It is impossible to give this day a more specific theme. It just was a bit of everything and except from the laundry nothing was unimportant or not interesting.
The major asset this week definitely is the Brooklyn Book Festival on Sunday and the Bookends Events during the week. It will keep me busy almost every evening this week, so the rest of the day has to be adjusted to it. It will be a week of small things.
Today’s small thing, after booking two one-day intensive writing classes – Food Writing and Memoir Writing – and doing laundry, was a visit to the Eldridge Street Synagogue on the Lower East Side. Yesterday’s visit to the street festival reminded me to go there and it is free on Mondays.

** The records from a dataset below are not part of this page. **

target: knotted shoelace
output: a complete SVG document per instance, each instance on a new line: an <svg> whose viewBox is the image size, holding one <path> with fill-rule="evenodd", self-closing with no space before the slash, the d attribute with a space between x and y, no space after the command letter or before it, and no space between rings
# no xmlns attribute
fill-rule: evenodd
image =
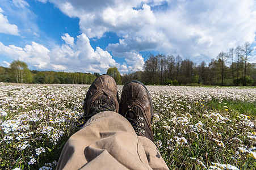
<svg viewBox="0 0 256 170"><path fill-rule="evenodd" d="M90 112L89 114L85 115L85 114L82 117L79 118L75 122L77 126L83 126L87 121L98 113L104 111L115 112L115 109L113 99L110 99L104 95L104 97L103 97L100 100L96 99L94 101L93 104L93 107L91 108L91 111Z"/></svg>

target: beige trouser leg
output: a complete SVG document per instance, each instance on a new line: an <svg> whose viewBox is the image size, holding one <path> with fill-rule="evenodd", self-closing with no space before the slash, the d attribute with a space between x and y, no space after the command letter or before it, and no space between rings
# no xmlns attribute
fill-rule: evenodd
<svg viewBox="0 0 256 170"><path fill-rule="evenodd" d="M157 147L113 112L99 113L65 144L56 169L168 169Z"/></svg>

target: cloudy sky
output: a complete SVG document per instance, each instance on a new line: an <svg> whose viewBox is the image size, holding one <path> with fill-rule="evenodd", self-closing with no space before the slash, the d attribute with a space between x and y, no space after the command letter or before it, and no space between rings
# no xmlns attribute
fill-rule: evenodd
<svg viewBox="0 0 256 170"><path fill-rule="evenodd" d="M124 73L142 70L149 53L208 62L246 41L255 48L255 0L0 0L5 67Z"/></svg>

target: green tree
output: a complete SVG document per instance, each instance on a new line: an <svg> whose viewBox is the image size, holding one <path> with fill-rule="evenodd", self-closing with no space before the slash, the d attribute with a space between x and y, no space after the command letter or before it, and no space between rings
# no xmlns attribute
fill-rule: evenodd
<svg viewBox="0 0 256 170"><path fill-rule="evenodd" d="M10 66L11 74L18 83L32 83L32 75L28 65L19 60L14 60Z"/></svg>
<svg viewBox="0 0 256 170"><path fill-rule="evenodd" d="M108 68L107 71L107 74L114 78L116 82L116 84L120 84L121 83L121 74L120 74L117 68L116 67Z"/></svg>

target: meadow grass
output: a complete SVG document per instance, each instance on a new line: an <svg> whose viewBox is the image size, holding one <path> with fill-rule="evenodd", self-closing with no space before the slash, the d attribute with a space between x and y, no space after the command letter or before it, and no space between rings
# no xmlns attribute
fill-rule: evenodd
<svg viewBox="0 0 256 170"><path fill-rule="evenodd" d="M155 143L170 169L255 169L256 88L147 87ZM0 169L54 169L79 130L88 88L1 85Z"/></svg>

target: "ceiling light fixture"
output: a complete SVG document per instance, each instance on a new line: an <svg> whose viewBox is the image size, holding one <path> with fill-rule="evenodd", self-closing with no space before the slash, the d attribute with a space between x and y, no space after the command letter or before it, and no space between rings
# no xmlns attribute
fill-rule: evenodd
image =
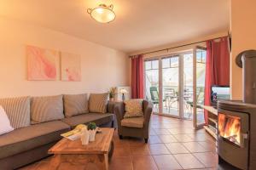
<svg viewBox="0 0 256 170"><path fill-rule="evenodd" d="M101 23L109 23L115 19L115 14L113 11L113 4L107 6L100 4L95 8L88 8L87 13L91 18Z"/></svg>

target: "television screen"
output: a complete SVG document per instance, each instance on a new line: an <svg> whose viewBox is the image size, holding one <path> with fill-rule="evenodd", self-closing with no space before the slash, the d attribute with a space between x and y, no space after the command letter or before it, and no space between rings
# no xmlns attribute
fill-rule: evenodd
<svg viewBox="0 0 256 170"><path fill-rule="evenodd" d="M227 86L212 87L212 101L217 102L220 99L230 99L230 88Z"/></svg>

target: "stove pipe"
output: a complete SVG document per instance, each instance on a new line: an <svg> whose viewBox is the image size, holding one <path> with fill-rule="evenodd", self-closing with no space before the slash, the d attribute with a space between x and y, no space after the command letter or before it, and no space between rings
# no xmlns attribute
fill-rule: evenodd
<svg viewBox="0 0 256 170"><path fill-rule="evenodd" d="M256 50L241 52L236 62L242 68L242 101L256 104Z"/></svg>

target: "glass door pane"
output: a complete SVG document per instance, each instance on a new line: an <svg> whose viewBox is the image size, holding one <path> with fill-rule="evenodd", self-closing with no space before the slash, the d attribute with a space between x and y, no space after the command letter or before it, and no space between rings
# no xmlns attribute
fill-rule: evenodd
<svg viewBox="0 0 256 170"><path fill-rule="evenodd" d="M196 63L196 127L200 127L205 123L204 109L201 105L205 102L205 78L206 78L206 59L207 51L203 48L196 48L195 49L195 63Z"/></svg>
<svg viewBox="0 0 256 170"><path fill-rule="evenodd" d="M162 112L179 116L179 56L162 59Z"/></svg>
<svg viewBox="0 0 256 170"><path fill-rule="evenodd" d="M193 53L183 54L183 116L193 117Z"/></svg>
<svg viewBox="0 0 256 170"><path fill-rule="evenodd" d="M145 69L145 96L154 104L153 112L159 113L159 60L146 60Z"/></svg>

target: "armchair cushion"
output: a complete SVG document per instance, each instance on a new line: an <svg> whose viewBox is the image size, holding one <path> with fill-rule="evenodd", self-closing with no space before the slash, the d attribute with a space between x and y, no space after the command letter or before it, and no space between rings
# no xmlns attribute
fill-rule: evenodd
<svg viewBox="0 0 256 170"><path fill-rule="evenodd" d="M143 116L143 99L129 99L125 101L125 118L128 117L142 117Z"/></svg>
<svg viewBox="0 0 256 170"><path fill-rule="evenodd" d="M108 93L90 94L89 97L89 112L107 113Z"/></svg>
<svg viewBox="0 0 256 170"><path fill-rule="evenodd" d="M121 121L121 126L143 128L144 126L144 117L125 118Z"/></svg>

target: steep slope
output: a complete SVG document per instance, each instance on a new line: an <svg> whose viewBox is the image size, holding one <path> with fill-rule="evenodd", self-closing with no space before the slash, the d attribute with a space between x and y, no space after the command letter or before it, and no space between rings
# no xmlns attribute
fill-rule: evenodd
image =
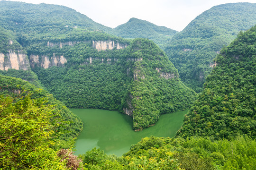
<svg viewBox="0 0 256 170"><path fill-rule="evenodd" d="M162 47L178 32L146 21L132 18L126 23L114 28L113 33L123 38L148 38Z"/></svg>
<svg viewBox="0 0 256 170"><path fill-rule="evenodd" d="M62 51L66 60L63 67L35 64L33 68L68 107L119 110L133 117L137 130L154 125L161 114L189 108L195 100L195 92L181 83L177 70L153 42L137 39L128 45L120 40L119 45L127 47L98 51L90 36L82 37L88 40L66 48L46 44L49 51Z"/></svg>
<svg viewBox="0 0 256 170"><path fill-rule="evenodd" d="M152 41L130 43L96 31L108 28L57 5L1 1L0 9L4 29L16 33L13 38L27 55L28 70L35 71L49 93L69 107L118 110L132 116L138 130L154 125L161 114L189 108L195 99ZM174 32L146 23L158 34ZM19 70L0 72L37 78L11 68Z"/></svg>
<svg viewBox="0 0 256 170"><path fill-rule="evenodd" d="M58 117L64 122L60 122L61 124L55 131L61 132L62 134L59 136L55 136L54 140L58 142L55 147L57 148L68 148L73 143L74 139L82 129L82 123L77 116L74 115L64 104L56 100L53 95L49 94L44 90L40 89L27 81L20 78L11 77L0 75L0 94L16 96L25 95L29 92L32 94L32 99L46 99L48 100L45 105L55 105L53 108L53 113L56 115L59 113Z"/></svg>
<svg viewBox="0 0 256 170"><path fill-rule="evenodd" d="M131 102L128 108L133 110L134 128L153 125L160 114L184 110L192 103L195 93L181 82L177 69L152 41L136 39L126 52L128 69L133 74L127 100Z"/></svg>
<svg viewBox="0 0 256 170"><path fill-rule="evenodd" d="M256 26L220 51L177 135L256 137Z"/></svg>
<svg viewBox="0 0 256 170"><path fill-rule="evenodd" d="M74 27L110 31L111 28L97 23L70 8L41 3L1 0L0 20L5 29L22 34L63 33Z"/></svg>
<svg viewBox="0 0 256 170"><path fill-rule="evenodd" d="M212 7L176 34L165 51L181 79L197 92L202 90L214 59L240 30L256 23L256 4L229 3Z"/></svg>

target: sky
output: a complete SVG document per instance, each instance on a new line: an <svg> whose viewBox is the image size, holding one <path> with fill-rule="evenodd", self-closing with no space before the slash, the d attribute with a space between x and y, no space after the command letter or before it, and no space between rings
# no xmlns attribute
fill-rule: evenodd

The Synagogue was built in 1887, when the Lower East Side was a bustling immigrant neighborhood and a great percentage of the immigrants were Jewish. The grand synagogue gave them an inspiring contrast to their crowded tenements and busy streets.
But in the 20th century the Lower East Side changed. Less Jewish immigrants arrived, those who had made some money moved away to escape the tenements and the depression did the rest. The synagogue was left to decline and stayed there for a long time until in the 1980s the Eldridge Street Project was formed to save it.
The building was completely restored and got a new stained glass window.
Now it is home to both the Museum on Eldridge Street and a small orthodox congregation.
I was in a small tour group together with an Israeli family of four. That was good, because they asked a lot of question that I could not have asked. Our guide, Lee, an elderly Jewish man who called himself a liberal Jew was very knowledgeable and offered his own explanations for curiosities. After the tour, when I thanked him, he asked me if I needed directions. I told him that I was quite familiar with the neighborhood as I have been here for a while. We got into talking and he invited me to join a Friday evening service at his synagogue on Lexington Avenue. It is open to everybody, Jewish or not. I will go there one Friday. This is definitely a chance to get an insight in Jewish life. Thank you, Lee!
Afterwards I went to the Vietnamese sandwich place that Soh Ang had shown me and had a Vietnamese meatball sandwich. Vietnamese sandwiches are real French baguettes with Vietnamese ingredients on it, like herbs and sauces. Mine was spicy, delicious – and huge.
While I was waiting for it a man came in and addressed the girl in Chinese. She angrily complained about that. “I am not Chinese”, she said. “But all the time they speak Chinese to me.”
Well, the shop is in Chinatown.
Today’s Bookends event was a trivia called “What’s so Literary about Brooklyn?”. The alternative would have been a talk about John O’Hara. I chose the trivia because I was interested in the answers to the question. It took place in my current local bookstore, BookCourt on Court Street. Three blocks from my current home. It started half an hour later than it should have started but we got free Whiskey and dumplings. Three young members of the literary scene were competing. They had to answer questions, easy, medium and hard ones, and could use jokers for asking the public and get a hint from the moderator. There were public questions as well for getting admission to a celebration afterwards. I could have answered some of the questions, not many though.
I knew that the literary grandfather of Brooklyn was Walt Whitman.
I would have been able to name three books having “Brooklyn” in the title.
I knew which one of four given authors (Jhumpa Lahiri, Jonathan Lethem, Jonathan Safran Foer, Siri Hustved) is not living in Brooklyn.
But I am really proud that I knew the answer to the final 50 point question: Which Russian author gave Jhumpa Lahiri’s “Namesake” his name?
Back home I tried to plan Sunday’s events, being provided with a printed program now. Extremely difficult. Events take place at several locations parallel from 10am to 6pm and there are several times where not just two but three events are interesting. And in between the events I should find time to walk through the booths as well. I set up a schedule. But there is so much I will miss.